Jan. 21 (Bloomberg) -- The risk of European companies defaulting soared to a record on concern credit ratings cuts at bond insurers Ambac Financial Group Inc. and MBIA Inc. may trigger forced asset sales and worsen credit market turmoil.
Credit-default swaps on the Markit iTraxx Europe index of 125 companies with investment-grade ratings jumped 10.25 basis points to 82.5, according to JPMorgan Chase & Co., the highest since the index started in 2004.
Ambac was stripped of its top AAA grade by Fitch Ratings on Jan. 18 after the New York-based company abandoned plans to raise new equity. Moody's Investors Service and Standard & Poor's are reviewing Ambac and MBIA, throwing doubt on the ratings of the $2.4 trillion of debt guaranteed by bond insurers and threatening forced sales by investors that are restricted to holding the highest-grade bonds.

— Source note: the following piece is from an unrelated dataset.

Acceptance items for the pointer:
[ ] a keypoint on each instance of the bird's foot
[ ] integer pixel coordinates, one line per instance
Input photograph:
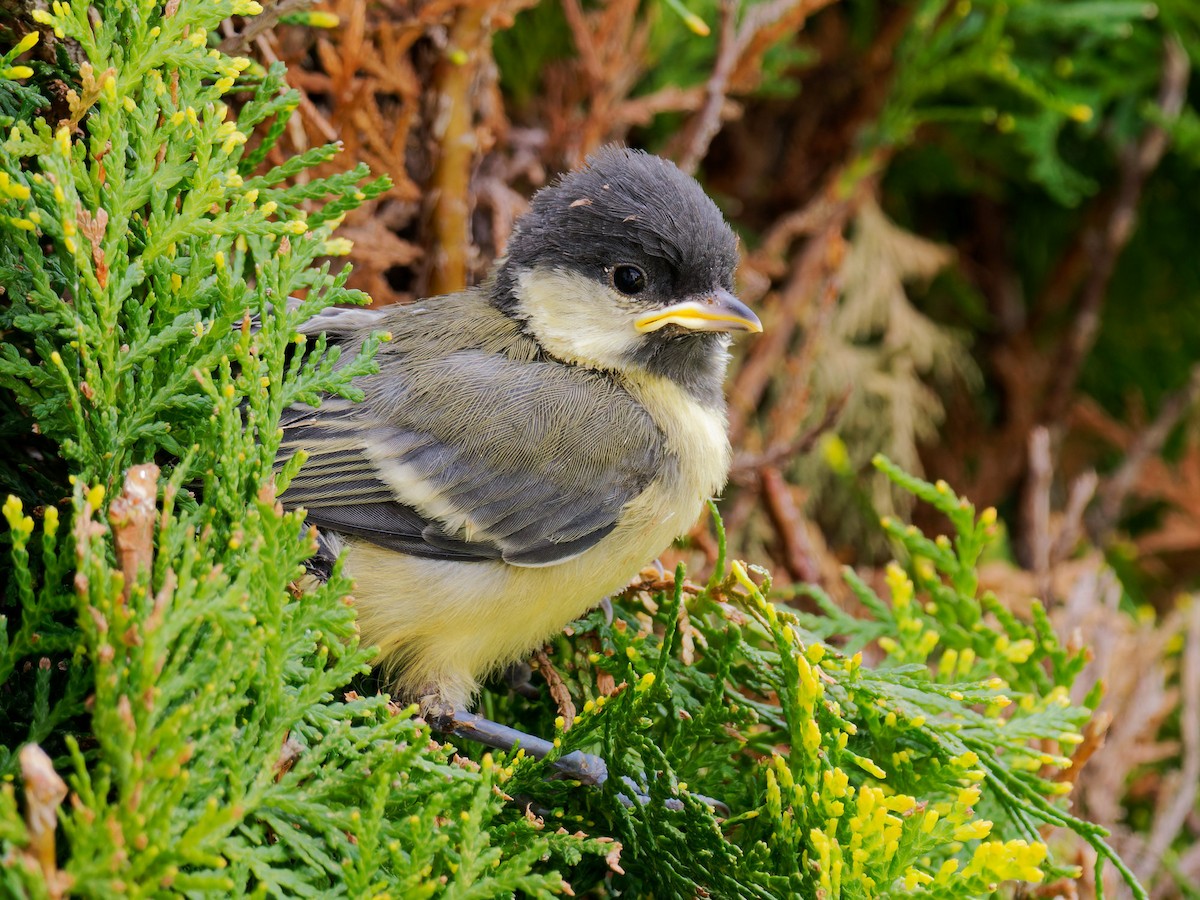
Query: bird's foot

``The major risk for credit markets remains forced selling on the back of downgrades of the insurers,'' said Jochen Felsenheimer, the Munich-based head of credit derivatives research at UniCredit SpA, Italy's biggest bank. ``The problem right now is there seems no way out.''
Credit-default swaps are financial instruments based on bonds and loans that are used to speculate on a company's ability to repay debt. They pay the buyer face value in exchange for the underlying securities or the cash equivalent should a borrower fail to adhere to its debt agreements. A rise indicates deterioration in the perception of credit quality; a decline, the opposite.